= Dora Musielak =

Mathematician & physicist

Dora Elia Musielak is an aerospace engineer, historian of mathematics, and book author. She is an expert on high-speed airbreathing jet engines, and an adjunct professor of mechanical and aerospace engineering at the University of Texas at Arlington.

==Education and career==
Musielak earned a bachelor's degree in aeronautical engineering from the Instituto Politécnico Nacional in Mexico in 1978, the first woman to earn a degree in this field there. She continued with a master's degree at the University of Tennessee in 1980, and a Ph.D. at the University of Alabama in Huntsville in 1994.

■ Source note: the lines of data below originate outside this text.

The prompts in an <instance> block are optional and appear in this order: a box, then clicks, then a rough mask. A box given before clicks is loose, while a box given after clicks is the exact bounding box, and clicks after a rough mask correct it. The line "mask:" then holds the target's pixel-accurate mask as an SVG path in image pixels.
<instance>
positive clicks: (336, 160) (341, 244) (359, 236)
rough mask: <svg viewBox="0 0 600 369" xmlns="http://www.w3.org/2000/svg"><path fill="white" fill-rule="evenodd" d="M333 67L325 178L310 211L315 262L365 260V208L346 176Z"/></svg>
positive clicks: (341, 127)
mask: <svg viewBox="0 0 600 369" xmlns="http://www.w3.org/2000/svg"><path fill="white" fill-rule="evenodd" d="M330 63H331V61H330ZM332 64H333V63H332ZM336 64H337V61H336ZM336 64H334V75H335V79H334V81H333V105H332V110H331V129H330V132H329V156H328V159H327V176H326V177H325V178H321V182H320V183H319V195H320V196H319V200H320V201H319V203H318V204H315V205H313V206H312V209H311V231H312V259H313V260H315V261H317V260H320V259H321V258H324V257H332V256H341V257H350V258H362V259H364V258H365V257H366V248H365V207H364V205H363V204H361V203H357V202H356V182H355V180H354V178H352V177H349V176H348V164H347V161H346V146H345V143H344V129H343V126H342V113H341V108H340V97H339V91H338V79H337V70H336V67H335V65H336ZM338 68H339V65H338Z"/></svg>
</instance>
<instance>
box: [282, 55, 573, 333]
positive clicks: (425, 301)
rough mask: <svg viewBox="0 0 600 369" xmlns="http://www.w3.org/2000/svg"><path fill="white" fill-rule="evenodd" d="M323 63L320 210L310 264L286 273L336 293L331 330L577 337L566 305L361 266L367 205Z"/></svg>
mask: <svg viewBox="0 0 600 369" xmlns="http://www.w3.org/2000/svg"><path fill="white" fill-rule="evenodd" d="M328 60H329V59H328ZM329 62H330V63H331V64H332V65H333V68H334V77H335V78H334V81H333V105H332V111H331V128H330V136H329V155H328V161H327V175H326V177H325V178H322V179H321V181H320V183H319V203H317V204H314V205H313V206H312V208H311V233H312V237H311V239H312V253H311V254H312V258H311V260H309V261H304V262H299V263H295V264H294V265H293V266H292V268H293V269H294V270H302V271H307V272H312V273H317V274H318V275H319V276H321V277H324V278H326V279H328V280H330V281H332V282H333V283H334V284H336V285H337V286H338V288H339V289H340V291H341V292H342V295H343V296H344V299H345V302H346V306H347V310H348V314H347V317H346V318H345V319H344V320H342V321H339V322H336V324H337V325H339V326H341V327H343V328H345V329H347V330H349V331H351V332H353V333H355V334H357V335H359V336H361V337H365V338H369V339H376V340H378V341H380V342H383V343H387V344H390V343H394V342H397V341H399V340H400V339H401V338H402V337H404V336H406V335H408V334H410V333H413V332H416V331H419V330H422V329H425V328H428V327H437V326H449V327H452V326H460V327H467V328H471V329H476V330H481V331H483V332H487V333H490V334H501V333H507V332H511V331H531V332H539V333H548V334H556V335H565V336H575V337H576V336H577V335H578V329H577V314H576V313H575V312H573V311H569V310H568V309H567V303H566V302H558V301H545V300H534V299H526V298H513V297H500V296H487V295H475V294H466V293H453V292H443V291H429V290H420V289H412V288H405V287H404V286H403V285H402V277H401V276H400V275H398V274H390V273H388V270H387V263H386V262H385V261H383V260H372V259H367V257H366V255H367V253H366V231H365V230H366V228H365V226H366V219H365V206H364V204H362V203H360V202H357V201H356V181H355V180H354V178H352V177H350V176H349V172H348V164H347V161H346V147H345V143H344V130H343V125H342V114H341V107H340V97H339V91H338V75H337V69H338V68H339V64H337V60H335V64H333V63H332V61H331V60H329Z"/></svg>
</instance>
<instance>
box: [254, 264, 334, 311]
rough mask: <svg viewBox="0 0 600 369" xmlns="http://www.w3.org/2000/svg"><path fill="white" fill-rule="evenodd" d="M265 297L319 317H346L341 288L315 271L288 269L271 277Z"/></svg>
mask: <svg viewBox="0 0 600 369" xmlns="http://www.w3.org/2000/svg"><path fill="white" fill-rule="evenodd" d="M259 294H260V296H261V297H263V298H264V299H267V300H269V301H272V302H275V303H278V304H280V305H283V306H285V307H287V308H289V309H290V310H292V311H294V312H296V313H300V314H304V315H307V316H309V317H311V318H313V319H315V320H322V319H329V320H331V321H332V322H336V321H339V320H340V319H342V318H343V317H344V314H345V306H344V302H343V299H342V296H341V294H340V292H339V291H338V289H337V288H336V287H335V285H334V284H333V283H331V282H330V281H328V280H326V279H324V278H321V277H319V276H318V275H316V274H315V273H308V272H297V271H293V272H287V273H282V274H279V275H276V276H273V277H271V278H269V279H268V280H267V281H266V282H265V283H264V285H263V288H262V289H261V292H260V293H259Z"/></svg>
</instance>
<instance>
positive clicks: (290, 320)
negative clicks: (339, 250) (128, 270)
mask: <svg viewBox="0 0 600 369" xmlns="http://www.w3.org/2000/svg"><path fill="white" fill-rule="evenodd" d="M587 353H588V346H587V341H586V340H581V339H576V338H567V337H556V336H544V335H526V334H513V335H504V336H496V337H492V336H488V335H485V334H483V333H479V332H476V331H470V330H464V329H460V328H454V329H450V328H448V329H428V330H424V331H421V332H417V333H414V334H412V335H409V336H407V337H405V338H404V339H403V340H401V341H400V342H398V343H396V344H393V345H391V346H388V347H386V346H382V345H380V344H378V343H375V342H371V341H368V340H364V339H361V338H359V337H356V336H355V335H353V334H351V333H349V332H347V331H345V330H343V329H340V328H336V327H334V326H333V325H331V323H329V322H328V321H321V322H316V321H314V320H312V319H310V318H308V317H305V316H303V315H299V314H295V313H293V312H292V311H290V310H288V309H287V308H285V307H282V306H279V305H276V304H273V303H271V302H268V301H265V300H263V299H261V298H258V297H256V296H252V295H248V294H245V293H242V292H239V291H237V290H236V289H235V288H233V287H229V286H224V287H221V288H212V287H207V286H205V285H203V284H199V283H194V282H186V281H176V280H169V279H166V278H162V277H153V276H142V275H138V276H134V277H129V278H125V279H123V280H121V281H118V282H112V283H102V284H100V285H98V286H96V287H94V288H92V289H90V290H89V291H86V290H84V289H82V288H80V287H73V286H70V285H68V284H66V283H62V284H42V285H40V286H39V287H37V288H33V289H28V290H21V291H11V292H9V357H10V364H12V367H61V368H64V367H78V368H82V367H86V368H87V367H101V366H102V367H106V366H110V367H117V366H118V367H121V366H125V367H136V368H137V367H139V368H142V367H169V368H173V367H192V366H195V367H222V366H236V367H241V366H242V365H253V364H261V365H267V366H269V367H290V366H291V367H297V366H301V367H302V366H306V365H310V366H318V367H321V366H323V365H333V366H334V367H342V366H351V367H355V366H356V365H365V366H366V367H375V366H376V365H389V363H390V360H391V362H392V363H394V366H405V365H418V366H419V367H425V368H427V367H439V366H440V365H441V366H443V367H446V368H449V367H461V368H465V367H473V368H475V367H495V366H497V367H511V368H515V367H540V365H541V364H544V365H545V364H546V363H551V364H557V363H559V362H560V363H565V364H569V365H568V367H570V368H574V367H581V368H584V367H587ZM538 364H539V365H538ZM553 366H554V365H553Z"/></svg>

Her employers have included Northrop Grumman, MSE Technology Applications, and ATK Allied Techsystems. She chaired the High Speed Air Breathing Propulsion Technical Committee of the American Institute of Aeronautics and Astronautics from 2014 to 2016.

==Books==
Musielak's 2004 self-published historical novel Sophie's Diary: A Mathematical Novel, based on the life of mathematician Sophie Germain, was republished in a second edition in 2012 by the Mathematical Association of America. Musielak also wrote a biography of Germain, Prime Mystery: The Life and Mathematics of Sophie Germain (2015), also republished in an expanded second edition as Sophie Germain: Revolutionary Mathematician by Springer in 2020.

Her other books include
Kuxan Suum: Path to the Center of the Universe (2010) and
Euler Celestial Analysis: Introduction to Spacecraft Orbit Mechanics (2018).
These remain self-published, through AuthorHouse.